Ransdell Sr., Wharton

Born: 1785 Virginia

Flourished: Springfield, Illinois

Alternate name: Ransdall

By January 1832, Ransdell lived in Springfield, Illinois, when he took over operation of the Springfield Hotel. By the end of the year, he had expanded his business, which was known at various times as the Springfield Hotel, the Washington Hotel, and Ransdell's Tavern. In January 1836, Ransdell moved his business to a larger building and named it the Eagle Tavern, and in 1839, he established his own stagecoach line to run between Vandalia and his hotel in Springfield. In 1833, Ransdell was the jailor for the city of Springfield. Politically, he was a Whig, but he was opposed to the statewide party leadership of Abraham Lincoln and others, called the "Springfield Junto." As such, he lost an 1838 bid to represent Sangamon County in the Illinois House of Representatives, garnering only about 10% of the vote, which was instead won by Lincoln, five other Whigs, and one Democrat. In 1839, Ransdell's hotel changed hands and became known as the Globe Tavern. In 1847, Ransdell was elected as a justice of the peace for Springfield. In 1850, he made his living as a baker in Springfield.

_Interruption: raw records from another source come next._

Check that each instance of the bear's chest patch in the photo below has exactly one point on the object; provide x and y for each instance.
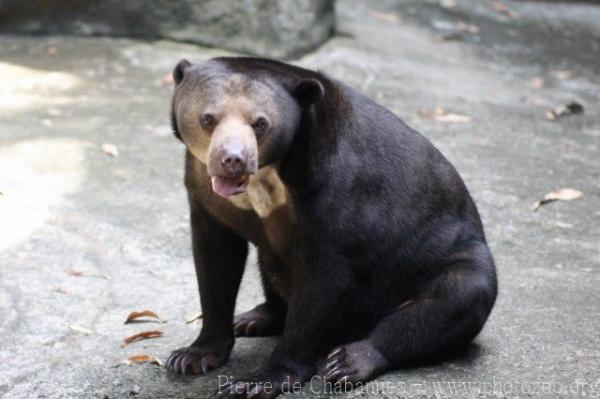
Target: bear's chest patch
(264, 194)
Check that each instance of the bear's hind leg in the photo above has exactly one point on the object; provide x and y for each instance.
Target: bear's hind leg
(447, 313)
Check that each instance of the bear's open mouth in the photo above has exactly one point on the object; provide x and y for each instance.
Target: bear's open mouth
(228, 186)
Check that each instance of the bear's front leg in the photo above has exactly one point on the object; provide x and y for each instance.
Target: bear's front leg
(219, 257)
(314, 312)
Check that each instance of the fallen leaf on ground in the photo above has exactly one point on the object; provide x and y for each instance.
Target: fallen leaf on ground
(80, 330)
(564, 194)
(441, 115)
(135, 316)
(537, 82)
(78, 273)
(571, 108)
(168, 79)
(562, 75)
(385, 17)
(143, 359)
(470, 28)
(141, 336)
(195, 317)
(501, 8)
(73, 272)
(110, 149)
(448, 3)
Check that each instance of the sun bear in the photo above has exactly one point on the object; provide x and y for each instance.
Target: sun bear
(371, 250)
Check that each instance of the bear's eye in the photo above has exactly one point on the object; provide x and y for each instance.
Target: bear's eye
(260, 125)
(208, 121)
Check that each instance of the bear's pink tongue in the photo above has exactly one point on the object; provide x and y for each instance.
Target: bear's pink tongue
(228, 186)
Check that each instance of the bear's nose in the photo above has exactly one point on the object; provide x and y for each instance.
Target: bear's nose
(233, 163)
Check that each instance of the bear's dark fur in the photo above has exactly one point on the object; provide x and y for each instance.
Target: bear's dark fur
(370, 247)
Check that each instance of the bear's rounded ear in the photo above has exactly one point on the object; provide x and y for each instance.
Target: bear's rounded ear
(308, 91)
(179, 70)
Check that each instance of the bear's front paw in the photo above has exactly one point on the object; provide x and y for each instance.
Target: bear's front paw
(259, 322)
(194, 360)
(269, 384)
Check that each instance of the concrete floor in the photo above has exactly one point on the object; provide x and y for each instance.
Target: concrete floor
(67, 207)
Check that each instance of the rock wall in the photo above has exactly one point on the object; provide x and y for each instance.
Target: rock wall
(272, 28)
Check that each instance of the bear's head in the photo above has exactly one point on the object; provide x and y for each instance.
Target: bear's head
(237, 115)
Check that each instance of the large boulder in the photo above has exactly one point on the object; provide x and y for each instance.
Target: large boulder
(273, 28)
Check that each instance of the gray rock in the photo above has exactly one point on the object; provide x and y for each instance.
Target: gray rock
(280, 29)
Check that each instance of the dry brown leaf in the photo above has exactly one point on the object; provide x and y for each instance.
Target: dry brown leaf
(73, 272)
(562, 75)
(143, 359)
(571, 108)
(79, 273)
(135, 316)
(564, 194)
(80, 330)
(141, 336)
(501, 8)
(193, 318)
(470, 28)
(385, 17)
(453, 118)
(168, 79)
(110, 149)
(448, 3)
(441, 115)
(537, 82)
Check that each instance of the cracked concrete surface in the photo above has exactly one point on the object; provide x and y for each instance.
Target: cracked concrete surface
(67, 207)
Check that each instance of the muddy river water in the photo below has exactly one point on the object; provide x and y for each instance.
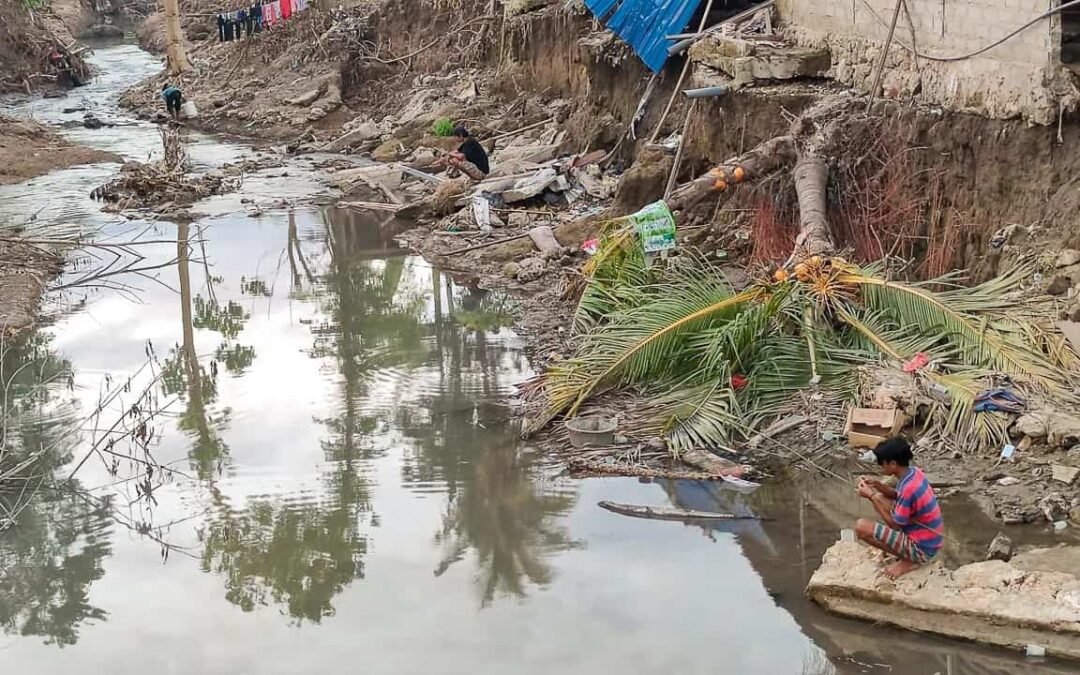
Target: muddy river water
(347, 488)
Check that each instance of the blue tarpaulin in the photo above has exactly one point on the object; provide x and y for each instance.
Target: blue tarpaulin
(644, 24)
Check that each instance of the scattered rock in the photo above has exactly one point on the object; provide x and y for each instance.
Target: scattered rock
(1054, 507)
(518, 219)
(1051, 424)
(1067, 258)
(1065, 474)
(91, 121)
(363, 133)
(1060, 284)
(388, 151)
(530, 269)
(1000, 549)
(308, 97)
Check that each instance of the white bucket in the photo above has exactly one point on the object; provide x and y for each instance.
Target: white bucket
(188, 110)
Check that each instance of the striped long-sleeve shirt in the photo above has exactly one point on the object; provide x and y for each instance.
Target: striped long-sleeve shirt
(917, 512)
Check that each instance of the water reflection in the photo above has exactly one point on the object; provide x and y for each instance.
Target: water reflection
(53, 543)
(48, 564)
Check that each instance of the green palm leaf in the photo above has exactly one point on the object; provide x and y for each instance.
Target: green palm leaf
(980, 340)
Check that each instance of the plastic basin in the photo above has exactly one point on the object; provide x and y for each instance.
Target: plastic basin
(595, 431)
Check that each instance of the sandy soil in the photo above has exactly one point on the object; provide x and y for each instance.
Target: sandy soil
(29, 149)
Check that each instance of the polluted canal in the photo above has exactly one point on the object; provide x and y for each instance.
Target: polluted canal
(327, 472)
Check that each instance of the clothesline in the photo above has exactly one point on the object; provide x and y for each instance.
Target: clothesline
(259, 16)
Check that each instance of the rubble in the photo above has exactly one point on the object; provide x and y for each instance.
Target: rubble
(994, 602)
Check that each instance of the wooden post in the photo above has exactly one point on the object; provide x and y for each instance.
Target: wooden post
(176, 56)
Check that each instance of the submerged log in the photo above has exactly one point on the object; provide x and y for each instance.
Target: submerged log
(671, 513)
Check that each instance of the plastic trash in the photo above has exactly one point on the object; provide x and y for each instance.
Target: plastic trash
(188, 110)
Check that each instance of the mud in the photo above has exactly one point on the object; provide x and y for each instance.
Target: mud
(25, 270)
(29, 149)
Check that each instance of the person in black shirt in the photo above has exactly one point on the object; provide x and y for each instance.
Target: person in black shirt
(470, 157)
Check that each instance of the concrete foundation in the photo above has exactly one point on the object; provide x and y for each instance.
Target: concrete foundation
(1022, 78)
(994, 603)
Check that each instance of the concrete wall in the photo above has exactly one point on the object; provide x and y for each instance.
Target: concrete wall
(1021, 77)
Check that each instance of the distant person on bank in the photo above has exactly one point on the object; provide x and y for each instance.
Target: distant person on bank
(913, 521)
(470, 158)
(174, 98)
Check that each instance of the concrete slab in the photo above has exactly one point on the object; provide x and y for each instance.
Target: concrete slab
(994, 603)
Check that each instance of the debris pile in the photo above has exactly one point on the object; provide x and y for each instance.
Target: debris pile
(166, 187)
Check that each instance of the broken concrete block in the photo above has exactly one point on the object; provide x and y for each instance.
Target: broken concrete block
(745, 61)
(527, 188)
(530, 269)
(999, 603)
(1054, 507)
(308, 97)
(1000, 549)
(1067, 258)
(363, 133)
(1064, 474)
(1060, 284)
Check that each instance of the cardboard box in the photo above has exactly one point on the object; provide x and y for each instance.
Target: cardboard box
(867, 427)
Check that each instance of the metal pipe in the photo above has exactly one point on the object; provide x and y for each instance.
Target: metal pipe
(706, 92)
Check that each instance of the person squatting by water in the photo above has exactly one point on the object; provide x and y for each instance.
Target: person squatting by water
(174, 98)
(470, 158)
(913, 521)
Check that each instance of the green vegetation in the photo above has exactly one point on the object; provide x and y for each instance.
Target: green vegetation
(686, 340)
(443, 126)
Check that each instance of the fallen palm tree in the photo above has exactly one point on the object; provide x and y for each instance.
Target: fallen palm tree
(711, 362)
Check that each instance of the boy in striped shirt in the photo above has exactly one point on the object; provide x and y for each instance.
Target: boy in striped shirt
(913, 521)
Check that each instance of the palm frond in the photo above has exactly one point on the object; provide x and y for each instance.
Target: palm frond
(959, 418)
(640, 345)
(698, 415)
(980, 340)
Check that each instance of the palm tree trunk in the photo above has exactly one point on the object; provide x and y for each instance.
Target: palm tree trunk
(175, 54)
(811, 181)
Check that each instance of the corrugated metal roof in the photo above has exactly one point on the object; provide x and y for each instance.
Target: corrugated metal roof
(644, 24)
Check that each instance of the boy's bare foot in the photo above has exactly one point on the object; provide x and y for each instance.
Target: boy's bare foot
(899, 569)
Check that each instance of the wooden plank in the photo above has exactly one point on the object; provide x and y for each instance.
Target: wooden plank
(671, 513)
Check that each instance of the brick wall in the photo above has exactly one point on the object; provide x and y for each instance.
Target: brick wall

Sangamo Journal (Springfield, IL), 26 January 1832, 3:5, 22 December 1832, 3:1, 15 June 1833, 4:1, 22 March 1834, 1:6, 23 January 1836, 3:1, 9 February 1839, 1:3, 7 June 1839, 1:3, 12 August 1847, 1:2; U.S. Census Office, Seventh Census of the United States (1850), Sangamon County, IL, 111; Theodore C. Pease, ed., Illinois Election Returns, 1818-1848, vol. 18 of Collections of the Illinois State Historical Library (Springfield: Illinois State Historical Library, 1923), 321.